Ces directives n’empêchent pas d’effectuer un dosage du PSA chez un patient de plus de 75 ans en parfait état général avec une espérance de vie de 15 ans. La règle suggère d’effectuer un dépistage chez un patient avec une espérance de vie de >10–15 ans, car poser un diagnostic de CaP chez un patient avec une espérance de vie restreinte n’aura pas d’impact sur la mortalité du patient.
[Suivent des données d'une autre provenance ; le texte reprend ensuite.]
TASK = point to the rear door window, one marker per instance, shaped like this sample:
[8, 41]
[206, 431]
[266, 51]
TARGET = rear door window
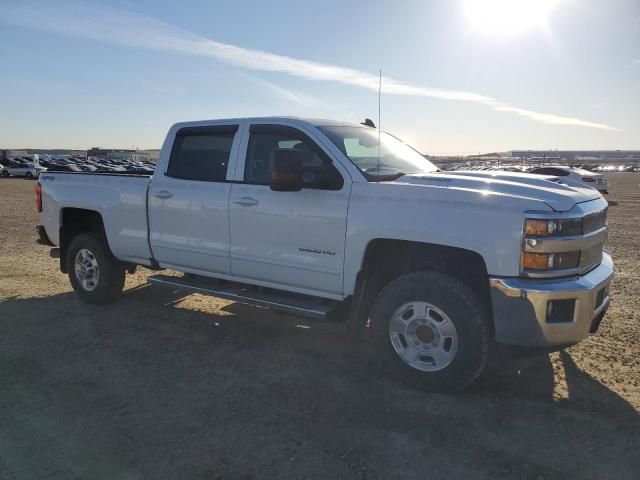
[202, 153]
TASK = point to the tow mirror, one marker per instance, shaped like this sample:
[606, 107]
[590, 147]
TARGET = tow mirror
[286, 170]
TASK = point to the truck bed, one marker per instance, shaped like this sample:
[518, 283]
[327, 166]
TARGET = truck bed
[120, 199]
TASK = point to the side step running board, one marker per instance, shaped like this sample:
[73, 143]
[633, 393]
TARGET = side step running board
[296, 304]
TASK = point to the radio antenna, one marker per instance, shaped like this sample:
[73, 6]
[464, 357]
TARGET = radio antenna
[379, 124]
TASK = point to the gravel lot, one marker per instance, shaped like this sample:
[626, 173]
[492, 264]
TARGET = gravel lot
[163, 385]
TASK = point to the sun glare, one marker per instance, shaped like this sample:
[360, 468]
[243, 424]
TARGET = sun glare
[508, 16]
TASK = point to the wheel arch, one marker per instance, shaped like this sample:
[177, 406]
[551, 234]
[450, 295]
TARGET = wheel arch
[386, 259]
[73, 222]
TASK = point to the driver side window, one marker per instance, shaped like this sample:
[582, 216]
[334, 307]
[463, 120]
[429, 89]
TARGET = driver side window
[318, 171]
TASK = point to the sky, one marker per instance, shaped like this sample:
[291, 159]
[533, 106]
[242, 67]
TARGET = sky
[458, 76]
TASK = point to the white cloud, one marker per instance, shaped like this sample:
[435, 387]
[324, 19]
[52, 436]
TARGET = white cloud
[287, 94]
[107, 24]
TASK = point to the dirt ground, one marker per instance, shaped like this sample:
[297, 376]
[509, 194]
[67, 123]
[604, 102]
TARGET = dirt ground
[163, 385]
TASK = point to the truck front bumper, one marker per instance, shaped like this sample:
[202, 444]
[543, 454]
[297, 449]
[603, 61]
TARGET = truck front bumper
[547, 313]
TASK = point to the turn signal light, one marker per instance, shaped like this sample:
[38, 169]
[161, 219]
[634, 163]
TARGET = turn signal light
[537, 261]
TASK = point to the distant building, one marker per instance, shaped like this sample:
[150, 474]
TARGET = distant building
[109, 154]
[575, 155]
[146, 156]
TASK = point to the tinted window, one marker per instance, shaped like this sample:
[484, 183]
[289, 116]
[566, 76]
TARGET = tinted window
[264, 139]
[201, 153]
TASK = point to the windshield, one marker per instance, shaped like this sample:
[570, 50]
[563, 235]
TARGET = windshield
[391, 160]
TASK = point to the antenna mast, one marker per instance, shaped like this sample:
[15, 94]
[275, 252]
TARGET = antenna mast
[379, 124]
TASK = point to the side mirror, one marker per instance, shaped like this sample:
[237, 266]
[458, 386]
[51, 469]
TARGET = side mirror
[286, 170]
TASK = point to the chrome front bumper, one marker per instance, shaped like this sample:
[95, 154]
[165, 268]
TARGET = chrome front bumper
[522, 307]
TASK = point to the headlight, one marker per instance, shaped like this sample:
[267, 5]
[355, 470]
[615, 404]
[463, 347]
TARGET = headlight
[557, 227]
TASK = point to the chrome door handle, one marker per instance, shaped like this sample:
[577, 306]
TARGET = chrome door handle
[163, 194]
[246, 201]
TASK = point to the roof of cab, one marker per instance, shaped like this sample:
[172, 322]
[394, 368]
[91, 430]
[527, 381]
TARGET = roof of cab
[316, 122]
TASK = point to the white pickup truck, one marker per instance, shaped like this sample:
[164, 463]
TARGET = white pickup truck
[337, 220]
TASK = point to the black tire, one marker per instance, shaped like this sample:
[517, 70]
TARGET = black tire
[463, 308]
[111, 277]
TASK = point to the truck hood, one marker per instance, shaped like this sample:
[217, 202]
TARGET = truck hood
[558, 193]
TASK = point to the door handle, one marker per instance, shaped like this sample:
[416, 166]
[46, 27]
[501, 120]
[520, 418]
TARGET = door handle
[163, 194]
[246, 201]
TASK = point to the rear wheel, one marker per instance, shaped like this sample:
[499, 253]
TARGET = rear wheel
[431, 330]
[95, 274]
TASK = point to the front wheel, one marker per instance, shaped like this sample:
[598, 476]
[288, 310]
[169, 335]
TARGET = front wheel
[431, 330]
[95, 274]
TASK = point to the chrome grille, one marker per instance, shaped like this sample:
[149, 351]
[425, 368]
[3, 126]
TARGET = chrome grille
[594, 221]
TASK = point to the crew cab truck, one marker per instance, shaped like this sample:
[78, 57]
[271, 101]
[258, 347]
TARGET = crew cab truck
[337, 220]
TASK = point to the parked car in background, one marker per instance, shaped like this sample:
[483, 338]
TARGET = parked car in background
[591, 179]
[20, 170]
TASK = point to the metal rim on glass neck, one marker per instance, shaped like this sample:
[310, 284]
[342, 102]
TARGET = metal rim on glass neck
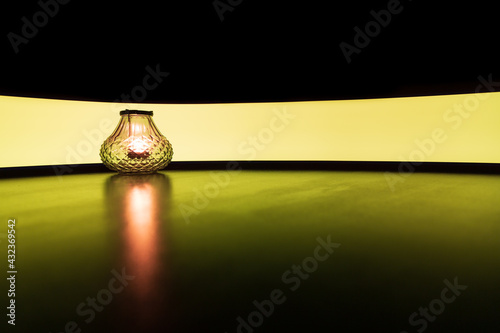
[147, 113]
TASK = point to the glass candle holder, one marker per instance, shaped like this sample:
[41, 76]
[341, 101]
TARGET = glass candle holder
[136, 145]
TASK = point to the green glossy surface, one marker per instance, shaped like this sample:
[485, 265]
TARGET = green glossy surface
[203, 245]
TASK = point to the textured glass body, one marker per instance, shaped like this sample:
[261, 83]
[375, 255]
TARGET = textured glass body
[136, 145]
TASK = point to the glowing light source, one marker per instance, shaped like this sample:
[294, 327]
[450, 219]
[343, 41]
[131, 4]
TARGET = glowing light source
[136, 145]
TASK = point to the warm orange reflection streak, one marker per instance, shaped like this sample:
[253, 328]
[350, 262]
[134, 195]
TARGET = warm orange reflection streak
[141, 217]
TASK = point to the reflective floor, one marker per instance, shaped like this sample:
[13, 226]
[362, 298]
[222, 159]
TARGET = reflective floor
[255, 251]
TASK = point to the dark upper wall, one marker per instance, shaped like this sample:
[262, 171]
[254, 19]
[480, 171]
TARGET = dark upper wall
[261, 51]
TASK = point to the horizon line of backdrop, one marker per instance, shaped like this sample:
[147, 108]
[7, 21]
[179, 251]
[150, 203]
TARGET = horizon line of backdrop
[444, 128]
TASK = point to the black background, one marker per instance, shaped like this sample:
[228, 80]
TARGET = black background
[261, 51]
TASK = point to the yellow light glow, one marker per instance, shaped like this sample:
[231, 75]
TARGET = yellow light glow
[449, 128]
[139, 145]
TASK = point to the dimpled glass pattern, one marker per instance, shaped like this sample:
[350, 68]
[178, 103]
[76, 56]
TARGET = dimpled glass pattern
[136, 145]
Au contraire, cela engendrera une augmentation du taux de surtraitement et, par conséquent, une augmentation du risque de complications possibles, et donc du taux de morbidité, ainsi que du coût sanitaire.
Cependant, l’investigation d’un patient plus âgé mais symptomatique avec une suspicion clinique de CaP reste une option valable, dans le but de mettre en place un traitement palliatif.
Typiquement, il est possible d’avoir des patients âgés qui deviennent symptomatiques sur un CaP avancé, par exemple:
-
douleur lombaire (ou en général osseuse) en cas de tassement métastatique de la colonne vertébrale;
-
rétention urinaire du fait de l’hypertrophie prostatique tumorale;
-
dilatation pyélocalicielle (compliquée soit d’une insuffisance rénale, d’une douleur lombaire ou d’une pyélonéphrite) sur compression urétérale extrinsèque.
En présence d’une des complications susmentionnées, il est toujours possible de mettre en place un traitement palliatif, notamment un traitement systémique par déprivation androgénique, couplé à un éventuel traitement local (e.g. radiothérapie ciblée sur les métastases, intervention désobstructive prostatique, mise en place d’un drainage rénal, etc.).